Well, colour me pretty pleased then. Living in the suburbs of the second city does have some benefits I suppose... never been more than a mile and a half from an exchange (and currently within a half mile), well served for fibre, means I / my family have been running at a solid 500kbit or more for the better part of a decade, and our typical download speeds (when not constrained by congestion further up the pipe, i.e. on the sending side or otherwise external to our ISP) have TROUGHED at about 2.0 to 2.5 mbit, generally sailing around the 5.0~9.8 level on Virgin's "basic" broadband, which has reached "upto 10mbit" for existing customers, now.
And my new, extra cheap ADSL (Plusnet) manages to clock a healthy 12-13 mbit or so, certainly offpeak and often in peak hours. I haven't noticed a slowdown in any form. Maybe it's dipping to a mere 1-2mbit at times but putting a top-priority QoS on the speed test sites, who knows. I haven't been twiddling my thumbs waiting for webpages to load. Some downloads have dragged a little, but given that the last one I thought "aw... come ON" about was Portal on the final day of it being free-to-download, I think we can assume that was server-side congestion. Even so, it still completed that 4Gb lump in approximately an hour and a half (I didn't pay THAT much attention, but it was certainly doing around 1% per minute at one point), which is a decent fraction of single-speed DVDR, aka somewhere in the high single digit Mbits.
(Oh god, I hope I remembered to do that after midnight... or my monthly daytime transfer allowance is going to have turned into a pumpkin, and that "free" game will have cost me £5 in bandwidth... That's the one caveat with this ISP - bulk downloads are best scheduled for 0000hrs thru 0800; Virgin's was that it would cap your speed progressively the more you DL'd in any one day, from 8am to 8am; do a HUGE amount of downloading, and you'd find streaming HDTV required you to pre-buffer about 10 minutes of each hour...)

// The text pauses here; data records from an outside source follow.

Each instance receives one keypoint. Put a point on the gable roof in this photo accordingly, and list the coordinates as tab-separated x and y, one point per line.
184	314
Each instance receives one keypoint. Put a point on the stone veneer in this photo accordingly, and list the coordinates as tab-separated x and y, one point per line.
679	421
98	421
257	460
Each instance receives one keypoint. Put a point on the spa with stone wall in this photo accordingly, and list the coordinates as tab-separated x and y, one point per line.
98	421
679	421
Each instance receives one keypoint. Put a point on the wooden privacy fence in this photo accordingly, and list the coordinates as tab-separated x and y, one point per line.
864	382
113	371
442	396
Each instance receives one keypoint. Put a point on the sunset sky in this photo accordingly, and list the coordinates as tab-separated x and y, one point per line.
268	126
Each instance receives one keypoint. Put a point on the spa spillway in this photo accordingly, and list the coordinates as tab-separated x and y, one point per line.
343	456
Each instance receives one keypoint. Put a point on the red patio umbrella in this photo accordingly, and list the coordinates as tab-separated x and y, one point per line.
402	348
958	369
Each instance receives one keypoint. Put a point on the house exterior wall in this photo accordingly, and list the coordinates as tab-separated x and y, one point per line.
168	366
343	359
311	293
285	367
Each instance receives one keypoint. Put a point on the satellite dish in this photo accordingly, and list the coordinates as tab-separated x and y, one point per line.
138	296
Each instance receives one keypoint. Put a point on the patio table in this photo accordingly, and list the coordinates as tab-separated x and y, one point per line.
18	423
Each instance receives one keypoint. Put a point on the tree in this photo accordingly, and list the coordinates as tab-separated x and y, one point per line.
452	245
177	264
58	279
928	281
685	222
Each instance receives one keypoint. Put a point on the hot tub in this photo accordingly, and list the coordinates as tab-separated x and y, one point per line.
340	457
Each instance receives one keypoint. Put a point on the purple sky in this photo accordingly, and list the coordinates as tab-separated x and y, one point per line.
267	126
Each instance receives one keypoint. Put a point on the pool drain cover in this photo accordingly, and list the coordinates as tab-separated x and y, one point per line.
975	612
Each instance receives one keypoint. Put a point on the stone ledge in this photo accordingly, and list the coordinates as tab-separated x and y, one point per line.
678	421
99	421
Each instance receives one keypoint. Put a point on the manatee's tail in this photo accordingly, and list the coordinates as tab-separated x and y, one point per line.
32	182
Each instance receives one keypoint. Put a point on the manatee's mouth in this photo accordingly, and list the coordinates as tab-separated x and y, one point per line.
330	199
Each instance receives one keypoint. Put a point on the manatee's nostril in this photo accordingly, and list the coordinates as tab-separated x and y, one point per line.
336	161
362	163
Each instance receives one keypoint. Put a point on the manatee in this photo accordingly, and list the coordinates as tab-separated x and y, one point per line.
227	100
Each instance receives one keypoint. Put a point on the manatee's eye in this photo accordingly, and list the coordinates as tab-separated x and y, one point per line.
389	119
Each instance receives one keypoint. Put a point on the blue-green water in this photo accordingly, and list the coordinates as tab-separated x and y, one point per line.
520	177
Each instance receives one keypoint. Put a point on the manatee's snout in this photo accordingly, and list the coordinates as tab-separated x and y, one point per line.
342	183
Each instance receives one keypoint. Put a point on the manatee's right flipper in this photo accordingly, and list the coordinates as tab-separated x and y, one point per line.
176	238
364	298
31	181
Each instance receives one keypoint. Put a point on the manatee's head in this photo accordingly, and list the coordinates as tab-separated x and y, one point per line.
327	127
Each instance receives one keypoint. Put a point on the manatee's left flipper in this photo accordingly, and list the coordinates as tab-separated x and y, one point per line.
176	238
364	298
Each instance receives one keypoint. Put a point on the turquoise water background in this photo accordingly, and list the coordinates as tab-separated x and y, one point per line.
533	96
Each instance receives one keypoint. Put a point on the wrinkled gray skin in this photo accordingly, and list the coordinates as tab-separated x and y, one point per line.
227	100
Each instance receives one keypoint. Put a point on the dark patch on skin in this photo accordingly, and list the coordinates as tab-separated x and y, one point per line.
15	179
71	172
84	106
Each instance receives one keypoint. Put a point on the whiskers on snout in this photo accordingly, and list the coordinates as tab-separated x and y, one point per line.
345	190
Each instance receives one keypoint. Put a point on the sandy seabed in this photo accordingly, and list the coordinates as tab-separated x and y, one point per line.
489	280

It's quite pleasing to know that the "standard" these days is only a small amount higher than what we were (personally) getting 10 years ago... which at the time was a massive, earth-shaking improvement from dialup... and my current standard is not only 24x that old connection (kicking several shades of crap out of Moore's Law in the process), but 20x the national average. Heck, even a typical Sotuh Korean wouldn't find much to fault.